Pendapat sejumlah politikus, seperti politikus Italia Machiaveli, bahwa politik itu kotor dan bisa menghalalkan segala cara dan tidak perlu mempertimbangkan moral, mendapatkan penegasan sekaligus pembenaran di sini. Politikus yang berkepribadian binal penuh nafsu sulit dipercaya untuk membawa negara ini ke arah yang lebih baik. Karena berpolitik penuh nafsu akan mengarah kepada kerakusan dan keserakahan. Korupsi menjadi salah satu muara dari kerja orang-orang yang rakus.

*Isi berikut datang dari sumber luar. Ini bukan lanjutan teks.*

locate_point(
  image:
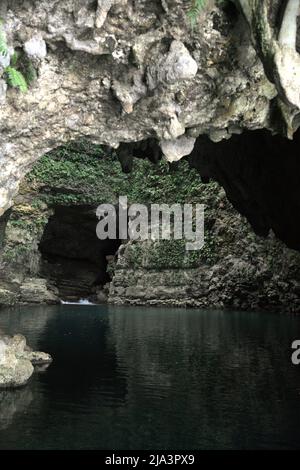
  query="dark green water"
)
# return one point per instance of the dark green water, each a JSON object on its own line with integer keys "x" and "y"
{"x": 146, "y": 378}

Politikus yang penuh nafsu akan terus membangkitkan naluri primitif alamiah sebagai dasar perilaku sebagai homo sexus. Menyitir tulisan saya di Media Indonesia (2009), politikus primitif sebagai homo sexus memanfaatkan kekuasaan secara despotis. Politikus despotis adalah politikus yang tidak memertanggujawabkan perilaku politiknya secara moral dan keadabaan politik.
Politikus despotis adalah politikus yang non demokratis yang tidak kenal moral dan etika politik. Despotisme adalah musuh abadi demokrasi. Meskipun dia selalu membawa bendera demokrasi dan selalu menjual narasi atas nama demokrasi.
Politikus despotis cocok hidup di Republik Drakula. Drakula adalah vampir penghisap darah yang merupakan tokoh fiksi ciptaan Bram Stoker dalam novelnya Drakula yang terbit 1897. Semasa hidupnya, Dikisahkan dalam novel itu, Drakula adalah seorang bangsawan yang berasal dari Rumania.
Singkatnya, bukankah begitu sadisnya apabila republik ini dihuni oleh drakula penghisap darah rakyat ? Kita yakin, Indonesia belum sampai pada tahap itu.
Lalu Apa?
Kita harapkan politikus kita di negeri ini segera kembali ke jalan politik yang penuh keadaban. Jalan politik keadaban adalah jalan politik yang penuh moral yang menghargai etika politik dan menghormati norma-norma dan kesantunan sebagai cermin masyarakat adab ketimuran. Sensivitas moral harus terus menerus ditumbuhkembangkan jangan ditanggalkan.
Politikus yang senantiasa berjalan dalam koridor moral dengan memiliki kepekaan etis yang mumpuni akan mengutamakan kepentingan rakyat di atas kepentingan pribadi, kelompok dan lainnya. Hanya kepentingan rakyatlah yang diperjuangkannya.
Kepada para politikus di negeri ini, catat, sejelek-jeleknya Anda-para politikus, rakyat masih tetap berharap adanya kerja baik Anda untuk menyejahterakannya. Jangan lagi Anda mendustai rakyat
Penulis adalah Analis Sosial-Politik.